El tiempo sin tiempo
Al promediar el minuto siete de película, luego que el espectador observe desde la pasividad un sumario derrotero de movimiento y alegría juvenil para comenzar a palpar el mundo de Stephen Hawking antes del deterioro progresivo, el síntoma de la debilidad muscular dice presente en la correcta y sutil composición del británico Eddie Redmayne, firme candidato a llevarse el Oscar en su terna para que Michael Keaton aplauda con desgano y así asuma una derrota evidente el próximo 22 de febrero. Tras ese instante, los síntomas comenzarán a apoderarse de su tiempo y de su destino pero también le generarán al director James Marsh un problema que no logrará subsanar en lo que resta de metraje.
El pensamiento y la propuesta revolucionaria en el campo de la física del británico Stephen Hawking, sus propias revisiones acerca de sus teorías del origen del universo, la no existencia de Dios, la correlación entre la física cuántica y la teoría de la relatividad, son los elementos que lo elevaron como una de las personalidades y mentes brillantes del siglo pasado, más que su lucha individual contra los embates irreversibles de la esclerosis lateral amiotrófica (enfermedad que tomó hace unos meses estado público por una moda banal de desafíos banales que se apoderaron de las redes sociales por el famoso baldazo de agua congelada) y su particular relación de pareja con Jane Wilde (Felicity Jones), y luego con la enfermera Elaine Mason.
Ahora bien, si a eso le sumamos el punto de vista de la propia Wilde, pues el film se inspiró en su novela autobiográfica, el problema es doble no en lo que hace a la historia per se sino al lugar en el que se ubica al mismísimo S. Hawking y su labor en el campo de la física. El film de Marsh evita el golpe bajo sencillamente porque toda la existencia física de Hawking es en su esencia un golpe bajo, desde el momento que le anuncian una enfermedad en la motoneurona que gradualmente lo dejará sin posibilidades de hablar y comunicar así sus ideas, entre otras tantas imposibilidades de carácter puramente fisiológico.
Allí es donde el tiempo, gran concepto filosófico que puede aplicarse al quehacer cotidiano de Stephen Hawking, cobra un sentido ontológico y desde el recurso de la elipsis cinematográfica uno narrativo para avanzar por los hitos del deterioro corporal frente a los hitos en el desarrollo de las teorías tan avanzadas que es justo decirlo generaron siempre grupos de detractores y otros defensores en la divisoria de aguas, donde el propio Hawking experimentó singulares retrocesos y cambios de conceptos a lo largo de las décadas (recordemos que tiene actualmente 72 años).

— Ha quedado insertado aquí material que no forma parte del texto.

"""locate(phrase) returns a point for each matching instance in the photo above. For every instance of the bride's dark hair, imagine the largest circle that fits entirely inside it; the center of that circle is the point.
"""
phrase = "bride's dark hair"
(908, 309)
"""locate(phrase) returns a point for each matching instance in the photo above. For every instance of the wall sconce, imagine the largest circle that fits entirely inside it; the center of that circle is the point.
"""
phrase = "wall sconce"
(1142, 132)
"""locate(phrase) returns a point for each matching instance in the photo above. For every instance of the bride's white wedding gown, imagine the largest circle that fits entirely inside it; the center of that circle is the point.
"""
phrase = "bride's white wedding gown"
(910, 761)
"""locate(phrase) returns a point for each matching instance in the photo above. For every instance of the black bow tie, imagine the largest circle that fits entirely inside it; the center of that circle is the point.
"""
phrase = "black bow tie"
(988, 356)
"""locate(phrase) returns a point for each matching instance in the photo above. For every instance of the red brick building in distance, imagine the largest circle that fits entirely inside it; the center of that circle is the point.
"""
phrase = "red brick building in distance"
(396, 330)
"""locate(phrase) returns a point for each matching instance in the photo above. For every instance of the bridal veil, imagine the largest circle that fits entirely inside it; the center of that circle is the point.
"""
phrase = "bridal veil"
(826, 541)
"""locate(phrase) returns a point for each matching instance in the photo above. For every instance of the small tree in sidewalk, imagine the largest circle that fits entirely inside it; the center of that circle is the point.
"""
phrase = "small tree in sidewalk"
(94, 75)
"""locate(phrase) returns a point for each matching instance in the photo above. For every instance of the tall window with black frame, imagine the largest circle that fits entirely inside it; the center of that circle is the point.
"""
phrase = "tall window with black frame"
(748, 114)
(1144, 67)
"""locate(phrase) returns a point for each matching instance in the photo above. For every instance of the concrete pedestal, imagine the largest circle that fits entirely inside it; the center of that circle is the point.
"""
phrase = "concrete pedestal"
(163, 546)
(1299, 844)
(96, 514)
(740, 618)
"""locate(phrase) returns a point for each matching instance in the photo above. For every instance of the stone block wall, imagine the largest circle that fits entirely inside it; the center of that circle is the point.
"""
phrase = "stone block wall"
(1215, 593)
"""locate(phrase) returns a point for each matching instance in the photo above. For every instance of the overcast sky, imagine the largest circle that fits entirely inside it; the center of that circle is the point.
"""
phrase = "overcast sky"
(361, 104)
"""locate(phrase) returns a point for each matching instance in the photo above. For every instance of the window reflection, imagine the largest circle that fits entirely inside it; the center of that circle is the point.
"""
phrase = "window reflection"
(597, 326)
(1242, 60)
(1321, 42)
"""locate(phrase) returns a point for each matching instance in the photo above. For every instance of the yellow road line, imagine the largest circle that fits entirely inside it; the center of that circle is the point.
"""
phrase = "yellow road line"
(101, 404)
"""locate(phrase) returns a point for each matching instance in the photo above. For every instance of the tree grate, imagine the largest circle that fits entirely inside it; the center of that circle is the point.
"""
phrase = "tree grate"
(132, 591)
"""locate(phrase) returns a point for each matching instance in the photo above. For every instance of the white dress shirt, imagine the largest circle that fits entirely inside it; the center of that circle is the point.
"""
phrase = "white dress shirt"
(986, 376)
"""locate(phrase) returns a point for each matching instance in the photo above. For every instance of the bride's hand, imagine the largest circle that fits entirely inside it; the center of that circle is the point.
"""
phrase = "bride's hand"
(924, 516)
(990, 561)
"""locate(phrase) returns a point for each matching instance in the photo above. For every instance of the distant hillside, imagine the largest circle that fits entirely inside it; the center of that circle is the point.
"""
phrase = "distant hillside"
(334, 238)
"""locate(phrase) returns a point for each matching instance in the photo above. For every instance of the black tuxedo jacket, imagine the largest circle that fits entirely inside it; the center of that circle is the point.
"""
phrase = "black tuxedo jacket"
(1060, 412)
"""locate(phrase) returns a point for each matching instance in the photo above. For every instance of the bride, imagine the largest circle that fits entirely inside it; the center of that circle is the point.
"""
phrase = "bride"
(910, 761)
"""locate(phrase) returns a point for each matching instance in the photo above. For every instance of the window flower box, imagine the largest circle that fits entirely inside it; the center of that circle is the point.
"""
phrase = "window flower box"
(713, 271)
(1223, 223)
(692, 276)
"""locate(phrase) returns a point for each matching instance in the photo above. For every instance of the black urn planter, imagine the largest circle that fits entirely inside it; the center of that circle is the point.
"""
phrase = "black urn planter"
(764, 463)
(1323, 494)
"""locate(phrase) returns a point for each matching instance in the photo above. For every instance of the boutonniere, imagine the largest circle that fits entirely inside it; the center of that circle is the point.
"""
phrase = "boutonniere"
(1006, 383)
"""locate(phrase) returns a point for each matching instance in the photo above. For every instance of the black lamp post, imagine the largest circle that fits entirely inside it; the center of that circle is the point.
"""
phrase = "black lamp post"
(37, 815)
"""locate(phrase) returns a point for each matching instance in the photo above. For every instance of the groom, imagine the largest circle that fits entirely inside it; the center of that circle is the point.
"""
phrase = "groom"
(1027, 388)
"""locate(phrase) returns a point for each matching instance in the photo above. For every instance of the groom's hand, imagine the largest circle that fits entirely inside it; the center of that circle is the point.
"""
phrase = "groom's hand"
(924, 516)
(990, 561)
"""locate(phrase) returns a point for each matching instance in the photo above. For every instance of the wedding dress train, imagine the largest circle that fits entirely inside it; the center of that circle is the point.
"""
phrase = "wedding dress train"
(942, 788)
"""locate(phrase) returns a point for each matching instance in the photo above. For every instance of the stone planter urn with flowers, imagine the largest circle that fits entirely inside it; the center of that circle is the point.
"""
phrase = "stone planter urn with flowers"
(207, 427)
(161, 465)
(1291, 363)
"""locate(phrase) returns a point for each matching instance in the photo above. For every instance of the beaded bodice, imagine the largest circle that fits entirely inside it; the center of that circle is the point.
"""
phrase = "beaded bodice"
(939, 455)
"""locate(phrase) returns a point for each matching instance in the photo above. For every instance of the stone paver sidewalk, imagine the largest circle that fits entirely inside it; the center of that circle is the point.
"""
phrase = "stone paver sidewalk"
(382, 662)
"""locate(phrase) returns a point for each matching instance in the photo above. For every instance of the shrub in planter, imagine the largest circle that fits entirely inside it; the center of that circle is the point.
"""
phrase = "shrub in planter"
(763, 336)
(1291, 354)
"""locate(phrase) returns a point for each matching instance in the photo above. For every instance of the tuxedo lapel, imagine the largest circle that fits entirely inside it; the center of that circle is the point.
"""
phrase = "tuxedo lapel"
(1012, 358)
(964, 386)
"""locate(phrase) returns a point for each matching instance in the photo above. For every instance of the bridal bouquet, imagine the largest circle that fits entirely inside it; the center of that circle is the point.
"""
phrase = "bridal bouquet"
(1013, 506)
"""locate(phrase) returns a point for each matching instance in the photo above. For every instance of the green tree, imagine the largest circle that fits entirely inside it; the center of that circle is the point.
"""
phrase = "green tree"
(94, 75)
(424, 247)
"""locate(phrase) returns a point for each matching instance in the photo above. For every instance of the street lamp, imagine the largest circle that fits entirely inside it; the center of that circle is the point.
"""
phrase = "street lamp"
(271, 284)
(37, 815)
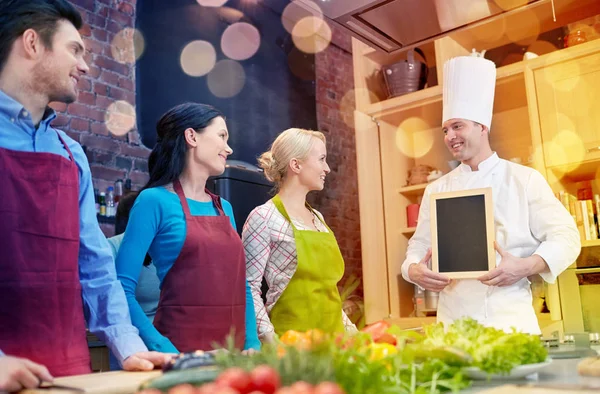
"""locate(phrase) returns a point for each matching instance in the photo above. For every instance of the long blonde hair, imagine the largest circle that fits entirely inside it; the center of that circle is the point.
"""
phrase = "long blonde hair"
(291, 144)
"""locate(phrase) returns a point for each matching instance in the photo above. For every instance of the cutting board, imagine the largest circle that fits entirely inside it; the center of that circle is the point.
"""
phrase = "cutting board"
(117, 382)
(513, 389)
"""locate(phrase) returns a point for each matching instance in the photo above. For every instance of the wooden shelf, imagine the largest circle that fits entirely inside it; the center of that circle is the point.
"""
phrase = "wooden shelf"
(433, 94)
(106, 219)
(585, 171)
(407, 230)
(587, 244)
(413, 190)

Así las cosas, el relato respeta el punto de vista de la primera esposa, no en la puesta en escena, que mixtura encuadres bellos para sacar poesía de donde no la hay; o en los planos de manos atrofiadas o pies debilitados, en los que es destacable el trabajo físico de Eddie Redmayne, ni tampoco en las expresiones tortuosas del rictus y un rostro que ante el asombro no oculta el padecimiento de los dolores que el film de Marsh decide encapsular en la metonimia y de esa parte que representa el todo quizás resaltar lo más superficial. De esta manera La teoría del todo se estrangula en su propio círculo vicioso de la biopic convencional, cumpliendo a rajatabla todos los vicios narrativos que tanto le gustan a la Academia, ese contraste permanente entre una escena alegre o positiva y otra triste y negativa, binario, absurdo, con el agregado de una figura relevante como la de Stephen Hawking.
La dialéctica entre el aspecto familiar, las crisis luego de dos décadas de convivencia con Jane Wilde y la incorporación de un doble triángulo amoroso, primero con un profesor de coro de la iglesia que se hace amigo del físico -y obviamente de su mujer- y luego con la llegada de una joven enfermera, que rápidamente interfiere y desplaza a Jane, ocupan demasiado metraje frente a otros tópicos que hubiesen sido mucho más interesantes para conocer algo distinto del protagonista más allá de los obvios padecimientos de la enfermedad y la reivindicación del ejemplo de vida y lucha que realmente conmueve a cualquier persona con cierto grado de sensibilidad.
Poco puede sacarse en concreto de los aportes significativos de Stephen Hawking a la ciencia y menos aún comprender el alcance de sus teorías que persiguen una ecuación para explicar el todo y no las partes que lo conforman, al igual que esta anodina película pensada para ganar Oscars.